The doctrine of unjust enrichment is an equitable doctrine intended to require a recipient to pay for benefits received under circumstances in which it would be unfair for him or her to retain those benefits without compensating the benefactor. Collins v. Davis, 68 N.C. App. 588, 591, 315 S.E.2d 759, 761, aff’d, 312 N.C. 324, 321 S.E.2d 892 (1984). This principle, however, is inapplicable when the benefit is bestowed gratuitously or is in discharge of some obligation. Atlantic Coast Line R.R. Co. v. State Highway Comm’n, 268 N.C. 92, 96, 150 S.E.2d 70, 73 (1966) (railroad company not allowed to recover for widening railroad tracks under a theory of unjust enrichment where it was required to so act pursuant to statute). Each spouse has a duty to support the other during the course of the marriage, and, therefore, the wife in the instant case cannot now seek to be reimbursed for such support under a theory of unjust enrichment.
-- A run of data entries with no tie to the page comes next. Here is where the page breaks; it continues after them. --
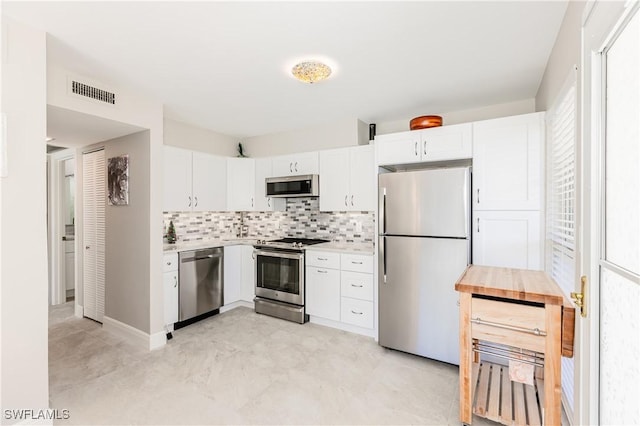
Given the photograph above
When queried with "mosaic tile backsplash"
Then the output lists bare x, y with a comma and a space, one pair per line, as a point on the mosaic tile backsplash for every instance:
301, 219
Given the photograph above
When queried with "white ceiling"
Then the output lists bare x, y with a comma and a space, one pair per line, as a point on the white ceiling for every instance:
225, 66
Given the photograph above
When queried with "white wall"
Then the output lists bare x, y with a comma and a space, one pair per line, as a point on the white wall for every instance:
195, 138
338, 134
127, 298
146, 114
524, 106
565, 55
23, 231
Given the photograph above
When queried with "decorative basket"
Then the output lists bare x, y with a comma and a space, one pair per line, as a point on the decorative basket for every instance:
425, 121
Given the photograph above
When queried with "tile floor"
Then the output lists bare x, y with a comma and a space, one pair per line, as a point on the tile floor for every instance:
242, 368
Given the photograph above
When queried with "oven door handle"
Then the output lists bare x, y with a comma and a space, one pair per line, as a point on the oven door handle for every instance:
283, 255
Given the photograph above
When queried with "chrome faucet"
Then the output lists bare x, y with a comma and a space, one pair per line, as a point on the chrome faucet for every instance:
243, 229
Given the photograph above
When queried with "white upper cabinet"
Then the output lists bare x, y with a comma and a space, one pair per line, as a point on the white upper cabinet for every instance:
434, 144
305, 163
507, 163
209, 182
334, 180
264, 169
177, 179
193, 181
509, 239
347, 179
399, 148
446, 142
240, 184
362, 178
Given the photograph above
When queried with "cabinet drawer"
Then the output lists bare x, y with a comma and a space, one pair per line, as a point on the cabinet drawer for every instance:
356, 312
357, 263
323, 259
170, 262
356, 285
500, 322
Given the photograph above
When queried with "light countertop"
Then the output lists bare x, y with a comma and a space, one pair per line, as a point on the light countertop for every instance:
213, 242
343, 247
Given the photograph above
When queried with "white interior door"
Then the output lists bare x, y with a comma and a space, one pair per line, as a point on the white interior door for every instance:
94, 196
619, 260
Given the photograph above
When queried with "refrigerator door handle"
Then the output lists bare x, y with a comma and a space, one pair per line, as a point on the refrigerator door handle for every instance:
383, 210
384, 259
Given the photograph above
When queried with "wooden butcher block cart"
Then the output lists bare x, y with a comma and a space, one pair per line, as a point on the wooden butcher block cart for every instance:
521, 316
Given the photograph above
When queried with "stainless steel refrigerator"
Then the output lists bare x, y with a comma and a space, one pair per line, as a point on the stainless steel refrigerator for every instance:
424, 247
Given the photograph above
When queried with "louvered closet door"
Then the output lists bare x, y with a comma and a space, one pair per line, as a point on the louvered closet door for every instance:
94, 193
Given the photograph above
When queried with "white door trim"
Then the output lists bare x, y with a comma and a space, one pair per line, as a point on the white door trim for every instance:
602, 20
57, 290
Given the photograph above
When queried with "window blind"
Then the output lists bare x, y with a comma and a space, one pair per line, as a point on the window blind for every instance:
561, 205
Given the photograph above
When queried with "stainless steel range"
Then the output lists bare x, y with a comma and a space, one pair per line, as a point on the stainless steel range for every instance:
280, 277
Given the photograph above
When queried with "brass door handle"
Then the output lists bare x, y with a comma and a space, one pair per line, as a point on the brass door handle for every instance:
578, 298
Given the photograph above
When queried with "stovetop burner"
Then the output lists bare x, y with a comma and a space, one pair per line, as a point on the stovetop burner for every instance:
303, 241
290, 242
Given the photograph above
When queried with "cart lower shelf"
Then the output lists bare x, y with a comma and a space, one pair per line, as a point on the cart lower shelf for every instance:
499, 399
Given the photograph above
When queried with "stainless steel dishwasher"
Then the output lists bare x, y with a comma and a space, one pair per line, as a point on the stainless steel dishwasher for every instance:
201, 282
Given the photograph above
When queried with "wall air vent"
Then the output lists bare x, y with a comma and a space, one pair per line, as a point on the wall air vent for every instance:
91, 92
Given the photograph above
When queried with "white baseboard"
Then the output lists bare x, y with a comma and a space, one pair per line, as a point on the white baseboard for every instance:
237, 304
133, 335
370, 332
157, 340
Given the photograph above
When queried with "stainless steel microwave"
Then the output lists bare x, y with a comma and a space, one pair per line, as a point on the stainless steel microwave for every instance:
292, 186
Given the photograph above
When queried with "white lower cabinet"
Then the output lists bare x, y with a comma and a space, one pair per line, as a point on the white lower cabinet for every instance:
323, 292
356, 285
247, 271
171, 288
239, 269
356, 312
232, 274
339, 287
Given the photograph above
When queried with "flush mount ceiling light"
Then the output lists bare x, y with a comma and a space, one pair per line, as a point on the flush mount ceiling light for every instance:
311, 71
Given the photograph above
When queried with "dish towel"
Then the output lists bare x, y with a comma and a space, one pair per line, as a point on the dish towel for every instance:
521, 372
I note that the law has not abandoned spouses who find themselves in the situation of the plaintiff. The legislature has enacted the equitable distribution statute, pursuant to which support such as the plaintiff has rendered in the present case is a distributional factor supporting an unequal distribution of the marital *365property. N.C. Gen. Stat. § 50-20(7). It is unfortunate that the circumstances of the present case are such that the marital estate consists of little property. To make up for this by reaching the result that the dissenting opinion urges, however, would result in unwarranted litigation in those situations where a supporting spouse claims recovery under a theory of unjust enrichment in an amount in excess of the value of the marital property. The ramifications of the dissent’s view cannot be ignored, as they would clearly result in an alteration of the laws relating to divorce, alimony, and property division that is best left to the legislature.